Silmara Ferraresi apresentou os avanços da Abrapa e do movimento Sou de Algodão em rastreabilidade na cotonicultura

23 de Junho de 2025

Na última segunda-feira (16), a Confederação Nacional da Indústria (CNI) e a Universidade de São Paulo (USP) promoveram o seminário Supply Chain 4.0 - Rastreabilidade Digital na sede da CNI, em São Paulo. Com o objetivo de discutir estratégias para novas tecnologias e modelos, o evento reuniu lideranças do setor industrial, especialistas em logística, tecnologia, compliance e sustentabilidade, além de representantes do meio acadêmico e do setor público.


Entre os destaques da programação, esteve a participação de Silmara Ferraresi, diretora de Relações Institucionais da Abrapa e gestora do movimento Sou de Algodão, no painel “Tecnologias digitais e seus impactos nas certificações”. Ao lado de Carina Pereira Lins, gerente de sustentabilidade da Associação Brasileira de Automação GS1 Brasil e Alexandre Harkaly, sócio diretor estratégico de integração da QIMA, com moderação de Marcos Heleno Guerson, superintendente do IPEM/SP, Silmara compartilhou a trajetória da rastreabilidade no setor algodoeiro nacional, com ênfase nas certificações socioambientais e no papel da tecnologia para garantir a transparência da cadeia.

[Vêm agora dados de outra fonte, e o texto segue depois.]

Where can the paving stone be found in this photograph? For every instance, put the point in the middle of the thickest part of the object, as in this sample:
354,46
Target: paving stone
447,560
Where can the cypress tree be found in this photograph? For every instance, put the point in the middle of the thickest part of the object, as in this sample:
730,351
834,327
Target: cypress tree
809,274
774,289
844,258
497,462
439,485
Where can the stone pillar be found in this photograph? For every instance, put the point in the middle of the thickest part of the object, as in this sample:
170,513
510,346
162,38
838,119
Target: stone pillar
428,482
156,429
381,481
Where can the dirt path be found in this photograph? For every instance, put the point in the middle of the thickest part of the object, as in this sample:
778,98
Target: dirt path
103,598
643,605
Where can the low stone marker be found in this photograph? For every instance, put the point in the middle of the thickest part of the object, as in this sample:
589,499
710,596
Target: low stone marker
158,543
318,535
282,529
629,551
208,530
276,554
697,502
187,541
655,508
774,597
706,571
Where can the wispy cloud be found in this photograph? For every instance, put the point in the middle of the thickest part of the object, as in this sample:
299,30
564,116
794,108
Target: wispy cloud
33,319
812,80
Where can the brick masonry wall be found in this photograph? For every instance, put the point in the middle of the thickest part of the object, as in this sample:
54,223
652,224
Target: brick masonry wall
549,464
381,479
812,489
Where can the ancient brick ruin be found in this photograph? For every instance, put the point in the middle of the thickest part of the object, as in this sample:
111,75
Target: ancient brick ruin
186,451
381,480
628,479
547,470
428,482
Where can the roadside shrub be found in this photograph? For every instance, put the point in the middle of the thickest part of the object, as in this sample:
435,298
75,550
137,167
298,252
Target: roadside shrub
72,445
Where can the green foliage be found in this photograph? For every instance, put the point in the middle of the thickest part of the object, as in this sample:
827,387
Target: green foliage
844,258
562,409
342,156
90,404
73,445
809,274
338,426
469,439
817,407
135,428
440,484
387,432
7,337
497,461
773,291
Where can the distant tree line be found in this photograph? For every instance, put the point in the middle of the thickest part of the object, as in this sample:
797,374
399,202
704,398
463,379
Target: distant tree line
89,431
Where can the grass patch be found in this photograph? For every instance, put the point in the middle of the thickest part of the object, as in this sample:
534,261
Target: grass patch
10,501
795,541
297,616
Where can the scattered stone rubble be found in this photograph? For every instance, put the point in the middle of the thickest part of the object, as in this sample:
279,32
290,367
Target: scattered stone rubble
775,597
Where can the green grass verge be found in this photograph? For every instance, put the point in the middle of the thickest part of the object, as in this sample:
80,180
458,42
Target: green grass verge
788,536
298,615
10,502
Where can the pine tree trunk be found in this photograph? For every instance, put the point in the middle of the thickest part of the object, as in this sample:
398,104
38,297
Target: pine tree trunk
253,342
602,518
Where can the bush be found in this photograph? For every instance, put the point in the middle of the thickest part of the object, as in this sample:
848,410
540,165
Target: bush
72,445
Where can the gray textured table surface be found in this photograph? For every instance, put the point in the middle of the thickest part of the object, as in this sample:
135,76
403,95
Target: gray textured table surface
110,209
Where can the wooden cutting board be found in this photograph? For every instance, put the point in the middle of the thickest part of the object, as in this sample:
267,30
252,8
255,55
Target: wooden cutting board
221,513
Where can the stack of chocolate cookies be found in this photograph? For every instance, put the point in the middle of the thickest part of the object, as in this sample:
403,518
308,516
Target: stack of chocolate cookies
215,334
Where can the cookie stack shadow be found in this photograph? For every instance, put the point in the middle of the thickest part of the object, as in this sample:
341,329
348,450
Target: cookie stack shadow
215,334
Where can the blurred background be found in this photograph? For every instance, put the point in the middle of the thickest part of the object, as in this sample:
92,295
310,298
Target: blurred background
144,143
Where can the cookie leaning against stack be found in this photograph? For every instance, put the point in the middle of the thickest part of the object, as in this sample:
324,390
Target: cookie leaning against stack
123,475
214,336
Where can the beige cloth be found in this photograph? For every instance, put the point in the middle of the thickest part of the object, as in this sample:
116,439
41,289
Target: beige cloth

“Rastreabilidade é uma história de 20 anos no algodão brasileiro. A gente começou em 2004, com o Sistema Abrapa de Identificação (SAI), identificando apenas a unidade de beneficiamento, e hoje conseguimos monitorar da fazenda até o varejo”, explicou Silmara. Em 2012, veio a criação do ABR (Algodão Brasileiro Responsável), o programa de certificação socioambiental, que, posteriormente, em 2021, uniu-se ao SAI e aos demais elos da cadeia têxtil no Brasil. Dessa união surgiu o SouABR, que oferece transparência da origem da matéria-prima, comprovadamente certificada na peça de roupa.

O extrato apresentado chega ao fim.